The Transfer Student Survival Guide — Figuring Out Life Inside UF’s College of Journalism and Communications

Written by: Swami Hinojosa

Walking into UF as a transfer student feels a little like showing up late to a movie that already started. The lights are off, everyone else is comfortable and you are standing there squinting at the screen, trying to figure out who the characters are and why they all seem to know each other.

It hits fast.

You step into Weimer Hall, and suddenly everyone looks busy on purpose. People carry cameras, laptops covered in internship stickers and iced coffee cups the size of their heads. Someone is interviewing. Someone is editing audio. Someone casually mentions they have a meeting at The Agency, like that is completely normal.

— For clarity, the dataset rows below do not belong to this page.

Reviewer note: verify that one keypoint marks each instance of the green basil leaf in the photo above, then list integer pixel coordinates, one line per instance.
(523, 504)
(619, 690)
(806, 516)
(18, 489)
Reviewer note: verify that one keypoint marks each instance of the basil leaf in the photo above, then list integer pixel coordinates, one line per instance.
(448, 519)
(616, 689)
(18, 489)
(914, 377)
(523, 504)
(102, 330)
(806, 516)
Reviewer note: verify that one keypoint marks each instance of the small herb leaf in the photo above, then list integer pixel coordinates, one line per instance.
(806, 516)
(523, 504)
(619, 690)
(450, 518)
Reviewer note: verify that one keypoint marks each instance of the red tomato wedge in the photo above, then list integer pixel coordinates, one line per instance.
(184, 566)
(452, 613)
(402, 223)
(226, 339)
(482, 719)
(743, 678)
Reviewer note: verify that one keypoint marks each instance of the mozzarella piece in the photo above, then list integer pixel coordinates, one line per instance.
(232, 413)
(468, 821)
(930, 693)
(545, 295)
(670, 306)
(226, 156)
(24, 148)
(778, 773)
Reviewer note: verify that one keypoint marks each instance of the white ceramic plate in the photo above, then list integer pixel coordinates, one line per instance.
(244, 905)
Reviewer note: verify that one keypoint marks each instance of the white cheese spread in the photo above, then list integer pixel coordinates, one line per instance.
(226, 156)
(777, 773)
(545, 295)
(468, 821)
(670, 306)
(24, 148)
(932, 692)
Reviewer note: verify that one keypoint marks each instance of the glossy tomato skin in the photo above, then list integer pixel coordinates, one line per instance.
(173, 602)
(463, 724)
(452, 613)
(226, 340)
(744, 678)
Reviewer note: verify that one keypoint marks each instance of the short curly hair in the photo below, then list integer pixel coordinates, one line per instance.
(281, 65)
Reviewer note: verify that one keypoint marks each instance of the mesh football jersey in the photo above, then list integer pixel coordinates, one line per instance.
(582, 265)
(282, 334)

Meanwhile, you are just trying to find the bathroom or the right classroom.

Maria Fernan Trujillo, a fellow PR student who transferred into CJC last year, laughed when I asked her about her first week.

“I thought I made a mistake,” she told me. “Everyone already had internships and clubs. I felt like I showed up two years late. But then I realized transfers aren’t late. We just take a different route to get here.”

That line stuck with me: a different route, not a wrong one.

Being a PR major here is exciting and low-key terrifying.

Public relations at UF is not chill. It is not the kind of major where you sit quietly and take notes. It is hands-on from day one. You are writing campaigns, pitching ideas, designing content, working with real clients and somehow expected to sound professional at 20 years old.

The first few weeks feel like everyone else speaks a secret language. People casually mention PRSSA, The Agency, The INC, Alpha PR and WUFT like these are everyday things. You nod like you understand. Later, you Google everything.

But here is the thing: Once you get involved, the intimidation fades pretty quickly.

“CJC moves fast, but it’s not exclusive,” Maria said. “People will help you if you ask. You just have to stop being scared to look new.”

Honestly, that is the biggest lesson: Ask questions.

If you are a transfer trying to “catch up,” this is where you start.

UF PRSSA and Alpha PR are where you meet people. Networking sounds corporate and annoying, but it really just means making friends who care about the same career stuff. Suddenly, you hear about internships, events, scholarships and opportunities you would not have found on your own.

The INC and WUFT are where you learn fast if you care about storytelling or media. You are thrown into real production environments. You mess up. You fix it. You get better. From television to podcasts to news and weather, it all starts to click.

The Agency at UF is a real, student-run PR and advertising agency. You work with actual clients, not fake case studies. It feels like a job, which is kind of the point.

So how do transfers actually “catch up”?

Not by doing everything. That just burns you out.

It is about being intentional.

Show up to events, even if you only know one person. Talk to professors after class. Apply for positions, even if you feel underqualified. Save every project for your portfolio. Spend time in Weimer instead of rushing home.

Little things stack up.

Maria said something that made me laugh because it was so simple: “Just be around. Half the opportunities I got happened because I was physically there.”

Being present sounds obvious, but it works.

By the time you realize it, you are not the confused new student anymore. You are the one explaining things to the next transfer, telling them which door to use in Weimer, which clubs to join and which professors to talk to.

Somewhere along the way, you caught up without even noticing.

And honestly, that feels pretty on brand for us.